Urs Baumann, Chief Investment Officer de Swiss Prime Site Immobilien AG, s'est exprimé de manière très similaire sur ce point. Pour lui aussi, le thème de la durabilité est au premier plan, et ce pour tous les projets de sa maison. Il poursuit cette préoccupation en association avec une stratégie de certification claire - dont les avantages matériels ne sont certes pas toujours immédiats, mais ne se font parfois sentir qu'après des années. Il s'agit donc de poursuivre "stoïquement" les efforts, même en période de troubles. Avec SPS Immobilien, Baumann mise sur de solides notations ESG et sur le long terme. Les calculs sont défensifs, les états de prélocation sont très importants, on mise de toute façon sur des régions et des situations résilientes ainsi que sur des utilisations flexibles.
Prix de la construction, ferraille et pénurie maison
Ni Lyon ni Baumann n'ont donné l'impression que le marché difficile était en train de bouleverser leurs stratégies. "Rassurant !" a commenté l'animateur Schmidinger en soulignant leur profession de foi en faveur d'une vision à long terme. Au cours de la discussion, l'un ou l'autre changement est devenu un peu plus concret, comme par exemple le fait que les partenaires de projet doivent se réunir pour répartir les risques. Il a bien sûr aussi été question des coûts de construction et des clauses de renchérissement, un sujet dont les investisseurs et les entreprises totales ne peuvent actuellement pas se passer. En ce qui concerne le renchérissement dans la construction - peut-être le problème le plus urgent pour beaucoup - l'évaluation de Hasenmail, qui estime qu'il peut être maîtrisé, était intéressante. Il ose le pronostic suivant : "Le zénith devrait être dépassé". Pour illustrer la mécanique parfois étonnante des prix de la construction, il a donné un exemple surprenant : le renchérissement de l'acier d'armature avait entre-temps fait grimper les prix, et la baisse de la production de l'industrie automobile allemande en était responsable. Avec ses énormes quantités de rebuts d'acier, celle-ci a traditionnellement veillé à la disponibilité avantageuse de la matière première en Suisse. Mais toutes les pénuries ne résultent pas de crises, qu'elles soient proches ou lointaines.

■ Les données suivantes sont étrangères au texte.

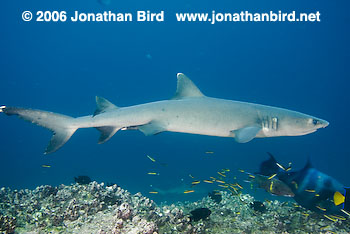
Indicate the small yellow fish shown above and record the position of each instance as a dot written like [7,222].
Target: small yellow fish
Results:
[334,220]
[271,186]
[295,184]
[188,191]
[208,181]
[345,212]
[280,166]
[221,174]
[152,173]
[310,190]
[321,208]
[271,176]
[152,159]
[325,227]
[338,217]
[232,191]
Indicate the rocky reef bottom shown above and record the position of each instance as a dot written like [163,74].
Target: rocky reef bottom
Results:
[96,208]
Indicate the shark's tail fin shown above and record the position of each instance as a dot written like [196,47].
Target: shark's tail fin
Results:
[62,126]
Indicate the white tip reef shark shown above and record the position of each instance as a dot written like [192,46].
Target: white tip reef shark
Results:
[189,111]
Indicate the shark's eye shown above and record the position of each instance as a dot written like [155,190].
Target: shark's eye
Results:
[315,121]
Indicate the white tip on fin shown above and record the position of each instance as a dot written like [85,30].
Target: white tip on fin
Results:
[186,88]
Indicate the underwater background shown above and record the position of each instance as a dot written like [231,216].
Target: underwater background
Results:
[61,67]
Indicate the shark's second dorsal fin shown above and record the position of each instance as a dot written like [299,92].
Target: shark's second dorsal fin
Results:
[103,105]
[186,88]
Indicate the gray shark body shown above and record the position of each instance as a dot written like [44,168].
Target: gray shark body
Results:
[189,111]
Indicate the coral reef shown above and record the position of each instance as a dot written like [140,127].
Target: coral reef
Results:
[96,208]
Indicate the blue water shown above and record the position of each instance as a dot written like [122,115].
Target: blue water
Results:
[60,67]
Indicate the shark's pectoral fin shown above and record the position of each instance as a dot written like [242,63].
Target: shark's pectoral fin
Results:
[106,133]
[246,134]
[103,105]
[152,128]
[59,138]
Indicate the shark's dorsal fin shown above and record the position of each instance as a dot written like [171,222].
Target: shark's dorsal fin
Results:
[103,105]
[186,88]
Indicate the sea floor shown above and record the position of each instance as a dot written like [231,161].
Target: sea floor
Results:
[96,208]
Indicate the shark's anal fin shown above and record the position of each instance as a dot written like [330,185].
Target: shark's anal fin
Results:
[106,133]
[246,134]
[152,128]
[186,88]
[103,105]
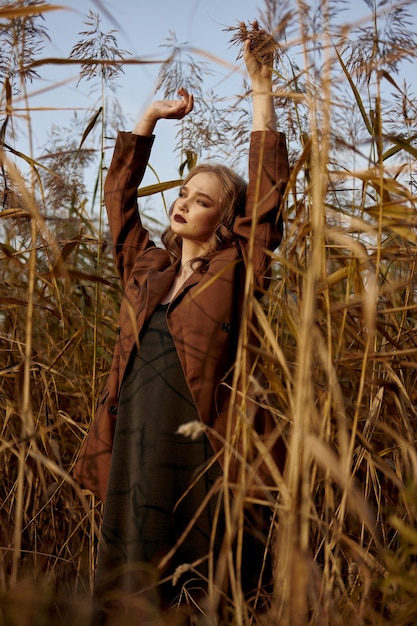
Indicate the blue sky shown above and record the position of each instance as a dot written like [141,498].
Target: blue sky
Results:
[142,27]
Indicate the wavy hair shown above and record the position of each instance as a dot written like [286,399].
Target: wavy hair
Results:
[232,204]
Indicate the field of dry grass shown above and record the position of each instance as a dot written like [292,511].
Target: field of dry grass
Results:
[337,329]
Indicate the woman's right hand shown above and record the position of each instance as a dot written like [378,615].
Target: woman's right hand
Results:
[164,109]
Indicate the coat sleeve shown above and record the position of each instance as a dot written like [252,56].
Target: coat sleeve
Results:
[268,177]
[127,168]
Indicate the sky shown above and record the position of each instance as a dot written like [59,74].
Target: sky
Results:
[143,26]
[142,29]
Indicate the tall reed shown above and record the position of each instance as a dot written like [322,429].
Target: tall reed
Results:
[336,330]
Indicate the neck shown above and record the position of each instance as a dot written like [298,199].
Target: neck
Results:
[192,250]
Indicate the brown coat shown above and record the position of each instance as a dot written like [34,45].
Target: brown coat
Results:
[204,317]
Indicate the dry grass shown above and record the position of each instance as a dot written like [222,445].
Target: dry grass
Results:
[337,332]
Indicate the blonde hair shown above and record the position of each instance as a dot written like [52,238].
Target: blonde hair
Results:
[232,204]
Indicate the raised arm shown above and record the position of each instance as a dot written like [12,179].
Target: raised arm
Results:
[125,173]
[268,169]
[260,74]
[164,109]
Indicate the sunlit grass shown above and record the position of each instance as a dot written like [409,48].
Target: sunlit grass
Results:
[336,331]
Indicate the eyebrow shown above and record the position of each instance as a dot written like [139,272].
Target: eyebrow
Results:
[200,193]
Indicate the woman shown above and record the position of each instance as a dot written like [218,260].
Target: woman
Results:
[173,361]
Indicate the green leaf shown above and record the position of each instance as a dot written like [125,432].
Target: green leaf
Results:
[158,188]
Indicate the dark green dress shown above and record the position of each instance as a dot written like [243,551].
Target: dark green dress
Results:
[149,500]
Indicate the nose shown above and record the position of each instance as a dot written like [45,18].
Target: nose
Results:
[182,205]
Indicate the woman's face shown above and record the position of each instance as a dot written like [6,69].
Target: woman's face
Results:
[196,212]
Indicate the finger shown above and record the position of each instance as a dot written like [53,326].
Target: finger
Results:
[187,98]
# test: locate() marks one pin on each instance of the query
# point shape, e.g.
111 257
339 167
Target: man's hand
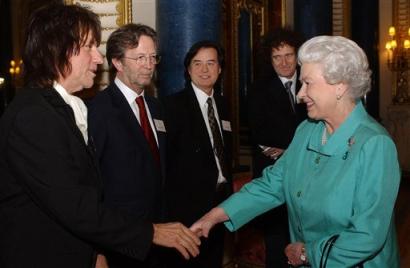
176 235
203 226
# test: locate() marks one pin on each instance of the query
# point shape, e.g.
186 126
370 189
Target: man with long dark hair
51 212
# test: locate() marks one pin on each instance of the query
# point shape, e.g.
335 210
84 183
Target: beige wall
143 11
385 20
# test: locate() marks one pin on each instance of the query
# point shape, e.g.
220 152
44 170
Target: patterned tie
216 134
146 128
288 85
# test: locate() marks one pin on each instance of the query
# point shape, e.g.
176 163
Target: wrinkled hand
203 226
293 252
273 152
101 262
176 235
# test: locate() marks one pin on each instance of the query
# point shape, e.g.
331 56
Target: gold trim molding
123 9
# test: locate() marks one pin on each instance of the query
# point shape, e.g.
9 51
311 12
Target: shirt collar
285 79
201 96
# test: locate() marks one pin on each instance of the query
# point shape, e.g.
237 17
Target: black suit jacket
272 121
192 172
50 191
132 179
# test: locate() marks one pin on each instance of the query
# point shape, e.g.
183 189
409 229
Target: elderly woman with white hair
340 175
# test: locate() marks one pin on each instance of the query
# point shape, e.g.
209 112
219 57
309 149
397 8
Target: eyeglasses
143 59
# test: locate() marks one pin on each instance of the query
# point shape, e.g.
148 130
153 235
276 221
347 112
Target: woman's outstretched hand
203 226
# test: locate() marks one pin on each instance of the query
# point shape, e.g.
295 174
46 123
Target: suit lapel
161 134
67 114
197 121
62 108
124 113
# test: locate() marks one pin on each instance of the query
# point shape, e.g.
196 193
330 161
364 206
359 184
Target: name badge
159 125
226 125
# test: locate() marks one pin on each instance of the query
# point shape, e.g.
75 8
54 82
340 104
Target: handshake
187 240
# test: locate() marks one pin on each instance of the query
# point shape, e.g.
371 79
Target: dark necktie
146 128
288 86
216 134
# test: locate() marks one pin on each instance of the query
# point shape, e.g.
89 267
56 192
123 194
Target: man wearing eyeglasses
274 113
129 133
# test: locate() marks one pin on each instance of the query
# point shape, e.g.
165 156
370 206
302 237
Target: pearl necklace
324 136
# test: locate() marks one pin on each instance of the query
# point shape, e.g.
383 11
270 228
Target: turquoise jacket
347 187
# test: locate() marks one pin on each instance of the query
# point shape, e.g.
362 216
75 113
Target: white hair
343 61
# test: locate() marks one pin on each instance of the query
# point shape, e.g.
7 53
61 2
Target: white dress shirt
79 109
131 95
293 87
202 98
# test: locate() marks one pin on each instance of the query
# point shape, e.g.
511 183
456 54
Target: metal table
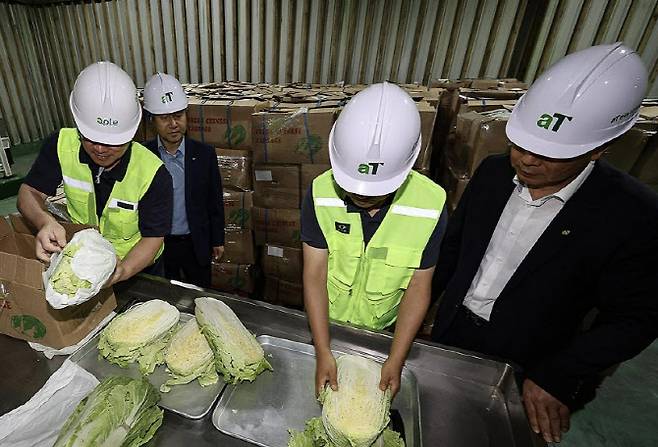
465 400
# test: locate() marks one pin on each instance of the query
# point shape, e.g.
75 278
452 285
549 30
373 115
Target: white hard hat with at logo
163 94
104 104
583 101
375 141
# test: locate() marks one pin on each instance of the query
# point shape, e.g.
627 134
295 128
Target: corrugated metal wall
357 41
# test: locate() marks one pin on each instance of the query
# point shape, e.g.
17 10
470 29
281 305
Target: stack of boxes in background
290 141
220 115
271 142
473 115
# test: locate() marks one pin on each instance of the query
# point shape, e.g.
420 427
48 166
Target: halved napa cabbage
120 411
189 357
140 334
238 355
63 280
357 415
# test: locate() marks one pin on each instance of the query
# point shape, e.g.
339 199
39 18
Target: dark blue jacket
204 201
600 252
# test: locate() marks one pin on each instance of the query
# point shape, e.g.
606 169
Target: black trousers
180 262
467 331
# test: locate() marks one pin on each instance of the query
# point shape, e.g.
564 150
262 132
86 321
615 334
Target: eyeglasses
96 143
176 116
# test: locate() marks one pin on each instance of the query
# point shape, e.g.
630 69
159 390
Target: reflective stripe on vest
119 221
366 285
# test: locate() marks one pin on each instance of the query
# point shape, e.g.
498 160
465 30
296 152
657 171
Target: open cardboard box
24 311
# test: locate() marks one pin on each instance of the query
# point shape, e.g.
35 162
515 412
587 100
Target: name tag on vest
123 204
343 228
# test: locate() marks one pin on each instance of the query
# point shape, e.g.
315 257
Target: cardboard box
308 174
427 119
283 293
292 136
223 123
477 135
484 84
237 209
277 226
646 167
283 262
233 278
238 247
454 185
276 186
625 152
235 168
24 311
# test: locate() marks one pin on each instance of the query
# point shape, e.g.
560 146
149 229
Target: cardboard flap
21 225
5 228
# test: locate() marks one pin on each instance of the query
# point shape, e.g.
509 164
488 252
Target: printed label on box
263 176
275 251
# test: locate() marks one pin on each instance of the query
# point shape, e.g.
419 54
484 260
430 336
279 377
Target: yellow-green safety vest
366 284
119 221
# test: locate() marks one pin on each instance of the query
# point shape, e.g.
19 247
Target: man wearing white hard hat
371 229
109 180
197 226
550 233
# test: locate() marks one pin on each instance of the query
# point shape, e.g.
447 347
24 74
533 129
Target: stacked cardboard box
234 272
290 140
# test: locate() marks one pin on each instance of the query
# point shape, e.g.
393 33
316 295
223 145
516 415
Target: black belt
177 237
472 317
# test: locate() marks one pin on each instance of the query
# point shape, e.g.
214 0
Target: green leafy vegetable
63 279
141 334
189 357
238 355
120 411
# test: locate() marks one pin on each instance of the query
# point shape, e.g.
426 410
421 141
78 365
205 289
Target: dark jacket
600 252
204 201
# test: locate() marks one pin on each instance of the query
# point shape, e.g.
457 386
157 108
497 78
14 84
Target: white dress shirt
520 225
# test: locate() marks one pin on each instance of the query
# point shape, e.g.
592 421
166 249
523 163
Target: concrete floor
624 414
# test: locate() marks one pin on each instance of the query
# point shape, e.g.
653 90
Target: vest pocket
386 285
121 224
79 205
340 281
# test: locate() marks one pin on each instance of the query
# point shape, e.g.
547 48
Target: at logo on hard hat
624 116
546 120
167 97
107 121
365 168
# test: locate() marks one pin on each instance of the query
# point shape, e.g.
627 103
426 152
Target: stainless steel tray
262 411
190 400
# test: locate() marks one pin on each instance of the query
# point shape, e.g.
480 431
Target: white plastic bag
94 261
37 422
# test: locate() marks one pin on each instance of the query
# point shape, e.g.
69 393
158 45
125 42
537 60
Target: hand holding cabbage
80 270
357 415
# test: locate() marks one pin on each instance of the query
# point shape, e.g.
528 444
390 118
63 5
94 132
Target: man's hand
390 378
325 371
50 239
547 415
217 252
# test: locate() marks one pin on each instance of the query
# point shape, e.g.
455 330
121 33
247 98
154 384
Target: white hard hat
104 104
583 101
163 94
375 141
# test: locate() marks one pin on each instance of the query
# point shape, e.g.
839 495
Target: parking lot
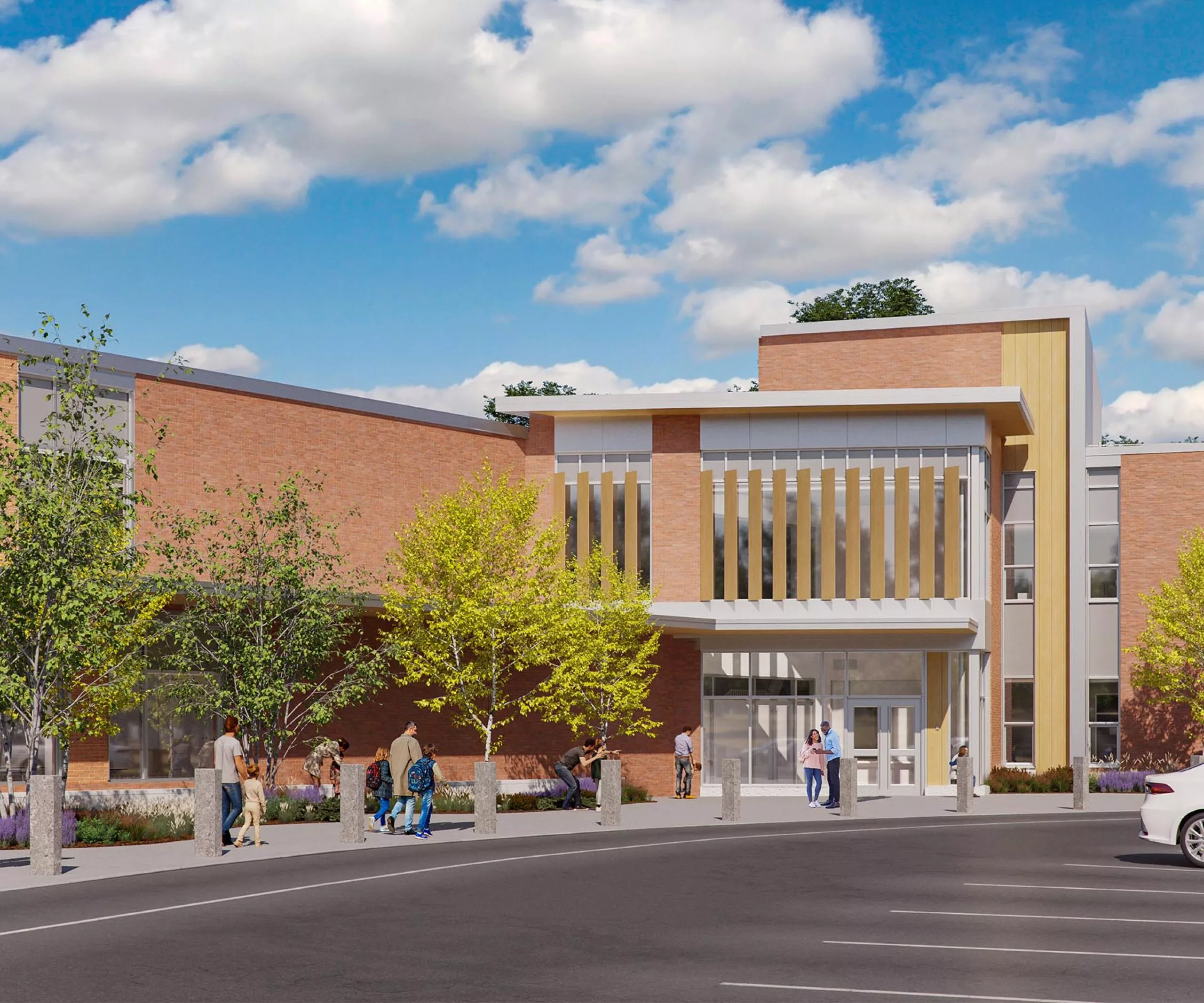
1065 908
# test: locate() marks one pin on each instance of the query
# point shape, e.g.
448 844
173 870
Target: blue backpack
420 777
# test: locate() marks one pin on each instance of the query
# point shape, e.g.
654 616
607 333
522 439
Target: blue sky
423 201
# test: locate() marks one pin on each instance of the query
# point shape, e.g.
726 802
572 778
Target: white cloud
235 359
1168 416
469 395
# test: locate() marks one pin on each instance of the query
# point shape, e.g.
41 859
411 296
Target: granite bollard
848 788
207 813
46 825
731 790
351 804
484 798
1079 765
611 791
965 785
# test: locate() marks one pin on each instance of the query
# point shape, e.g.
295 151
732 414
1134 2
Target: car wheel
1191 840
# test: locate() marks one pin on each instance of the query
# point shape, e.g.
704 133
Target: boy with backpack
379 781
423 777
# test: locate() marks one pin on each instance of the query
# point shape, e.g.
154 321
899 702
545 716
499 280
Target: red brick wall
949 355
676 484
1160 504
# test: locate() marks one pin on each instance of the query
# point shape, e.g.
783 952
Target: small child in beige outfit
254 804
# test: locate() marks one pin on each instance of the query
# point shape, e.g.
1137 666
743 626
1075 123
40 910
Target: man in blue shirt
832 747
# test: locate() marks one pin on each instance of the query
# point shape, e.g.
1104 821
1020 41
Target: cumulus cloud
467 396
1170 415
235 359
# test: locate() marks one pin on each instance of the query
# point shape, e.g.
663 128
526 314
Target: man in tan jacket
404 754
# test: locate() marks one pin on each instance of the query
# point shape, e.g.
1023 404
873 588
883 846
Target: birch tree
474 601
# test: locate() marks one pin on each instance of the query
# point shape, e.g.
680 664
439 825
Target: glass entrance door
885 744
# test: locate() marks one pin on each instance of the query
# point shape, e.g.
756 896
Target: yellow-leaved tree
474 601
1171 648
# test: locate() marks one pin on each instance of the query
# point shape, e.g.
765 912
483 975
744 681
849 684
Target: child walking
384 789
254 804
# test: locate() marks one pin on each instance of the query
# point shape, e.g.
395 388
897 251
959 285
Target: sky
422 201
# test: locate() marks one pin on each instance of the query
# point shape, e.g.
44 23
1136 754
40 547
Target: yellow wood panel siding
707 537
953 533
558 507
1036 358
779 535
607 513
853 534
803 521
731 535
828 534
937 725
631 523
878 533
583 518
927 533
902 533
755 534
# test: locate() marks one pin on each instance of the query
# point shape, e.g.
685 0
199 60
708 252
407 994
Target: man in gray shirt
228 758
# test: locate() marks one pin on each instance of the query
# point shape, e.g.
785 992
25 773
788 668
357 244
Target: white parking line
1009 950
912 995
1030 916
1080 888
832 831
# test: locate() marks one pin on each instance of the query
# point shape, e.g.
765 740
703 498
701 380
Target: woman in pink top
813 757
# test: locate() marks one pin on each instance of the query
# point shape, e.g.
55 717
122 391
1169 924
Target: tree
474 598
76 608
889 298
602 653
1171 648
549 388
272 626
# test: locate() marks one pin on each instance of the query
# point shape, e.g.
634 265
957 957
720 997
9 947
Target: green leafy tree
76 608
602 653
889 298
474 601
549 388
1171 648
272 626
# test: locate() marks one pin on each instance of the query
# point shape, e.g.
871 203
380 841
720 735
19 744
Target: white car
1173 812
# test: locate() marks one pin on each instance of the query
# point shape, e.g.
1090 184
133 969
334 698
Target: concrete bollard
965 785
46 825
207 813
731 790
351 804
848 788
1079 765
611 791
484 798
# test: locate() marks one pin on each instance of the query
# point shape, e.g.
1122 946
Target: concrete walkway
85 864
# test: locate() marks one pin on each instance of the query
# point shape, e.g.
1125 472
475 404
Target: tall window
629 519
1019 578
1103 613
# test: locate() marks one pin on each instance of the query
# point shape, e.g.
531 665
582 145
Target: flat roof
1005 406
32 348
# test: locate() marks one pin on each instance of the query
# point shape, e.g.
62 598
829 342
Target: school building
911 530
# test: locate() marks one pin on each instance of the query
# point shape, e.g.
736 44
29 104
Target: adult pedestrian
683 761
228 759
812 757
579 755
404 754
832 747
381 772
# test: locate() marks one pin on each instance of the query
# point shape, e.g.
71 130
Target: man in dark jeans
565 766
832 747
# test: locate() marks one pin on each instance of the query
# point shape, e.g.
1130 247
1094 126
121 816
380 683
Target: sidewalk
85 864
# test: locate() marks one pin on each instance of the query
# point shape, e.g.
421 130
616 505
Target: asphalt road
1053 909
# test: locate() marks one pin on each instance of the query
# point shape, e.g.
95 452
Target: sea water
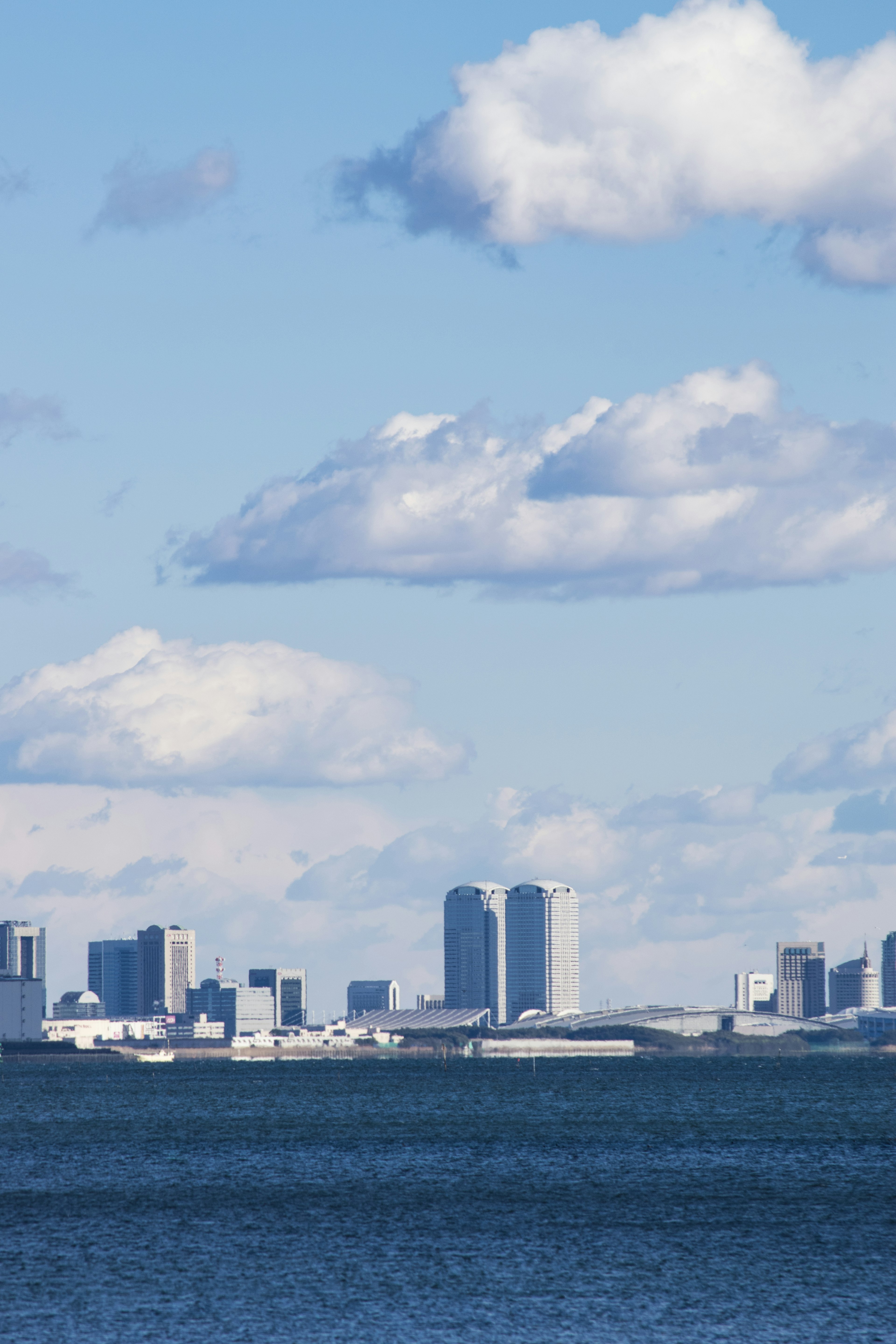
417 1202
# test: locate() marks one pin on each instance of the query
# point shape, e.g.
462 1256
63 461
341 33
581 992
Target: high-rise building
112 975
854 984
373 997
475 948
166 968
23 953
754 991
291 994
889 971
542 948
801 979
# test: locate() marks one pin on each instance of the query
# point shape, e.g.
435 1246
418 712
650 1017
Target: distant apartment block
801 979
289 990
542 948
166 968
23 953
373 997
754 991
889 971
112 975
430 1003
476 948
854 984
21 1008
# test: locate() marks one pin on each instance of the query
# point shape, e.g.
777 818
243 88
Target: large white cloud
706 484
142 711
711 111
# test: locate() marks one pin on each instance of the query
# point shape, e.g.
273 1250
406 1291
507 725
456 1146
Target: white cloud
710 111
142 197
860 757
706 484
142 711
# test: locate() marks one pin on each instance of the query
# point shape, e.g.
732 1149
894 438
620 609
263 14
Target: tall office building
754 991
854 984
112 975
542 948
889 971
166 968
291 994
373 997
476 948
23 953
801 979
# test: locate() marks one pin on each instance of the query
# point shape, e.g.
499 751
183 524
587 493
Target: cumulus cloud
706 484
710 111
863 756
25 572
143 197
143 711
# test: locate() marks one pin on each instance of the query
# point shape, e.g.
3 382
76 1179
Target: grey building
801 979
289 990
80 1004
112 975
23 955
166 968
244 1011
475 948
889 971
542 948
21 1008
854 984
373 997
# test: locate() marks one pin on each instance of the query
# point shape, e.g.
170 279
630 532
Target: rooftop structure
80 1003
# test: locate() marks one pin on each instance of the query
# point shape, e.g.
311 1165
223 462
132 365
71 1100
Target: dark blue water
389 1201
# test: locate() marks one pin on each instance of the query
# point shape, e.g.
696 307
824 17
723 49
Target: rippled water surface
392 1201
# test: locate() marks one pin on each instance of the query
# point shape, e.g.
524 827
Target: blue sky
167 349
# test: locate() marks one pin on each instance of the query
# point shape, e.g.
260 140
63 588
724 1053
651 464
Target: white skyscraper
754 991
542 948
475 948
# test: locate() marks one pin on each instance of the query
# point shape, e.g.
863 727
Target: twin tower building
512 951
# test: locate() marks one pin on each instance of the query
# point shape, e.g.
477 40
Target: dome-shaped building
542 948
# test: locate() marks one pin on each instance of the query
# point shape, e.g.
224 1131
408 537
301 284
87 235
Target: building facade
801 979
166 968
542 948
21 1008
854 984
112 975
476 948
373 997
291 994
889 971
754 991
23 953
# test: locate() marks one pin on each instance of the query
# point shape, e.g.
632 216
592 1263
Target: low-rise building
80 1003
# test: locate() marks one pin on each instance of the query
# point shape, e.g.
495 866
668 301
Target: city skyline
369 526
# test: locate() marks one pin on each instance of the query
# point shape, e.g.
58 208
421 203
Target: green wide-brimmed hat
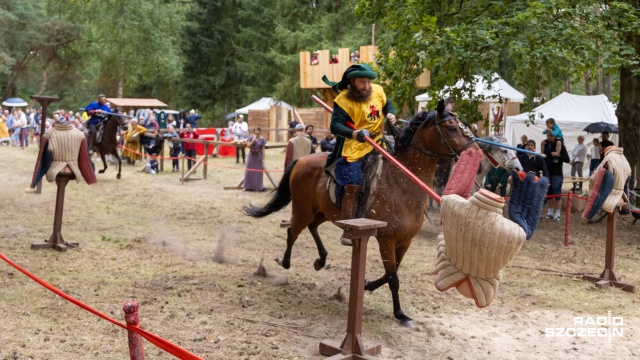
355 71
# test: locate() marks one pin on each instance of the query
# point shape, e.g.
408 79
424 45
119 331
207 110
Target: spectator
578 157
314 141
595 156
328 142
4 131
554 162
153 149
175 147
605 143
189 147
533 163
131 149
298 146
240 132
523 144
19 121
193 119
253 175
171 121
553 128
292 128
182 120
496 180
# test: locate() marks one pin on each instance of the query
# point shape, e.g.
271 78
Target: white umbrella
14 102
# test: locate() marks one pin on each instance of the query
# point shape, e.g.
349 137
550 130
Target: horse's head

Selon Hasenmaile, la pénurie qui règne actuellement sur le marché immobilier suisse, et en particulier sur le marché du logement, est principalement due à la raréfaction des terrains à bâtir dans notre pays. La raison en est un changement de paradigme : l'abandon du mitage du territoire au profit de la densification. Ce changement est peut-être tout à fait justifié sur le plan politique, mais la stratégie de remplacement, la densification, n'est pas encore au point.
Il y a donc aussi une pénurie sur le marché de l'immobilier, qui est faite maison, et sur laquelle les acteurs peuvent se reposer pour le moment. (aw)
La 88e édition des Entretiens de l'immobilier aura lieu le 1er novembre 2022.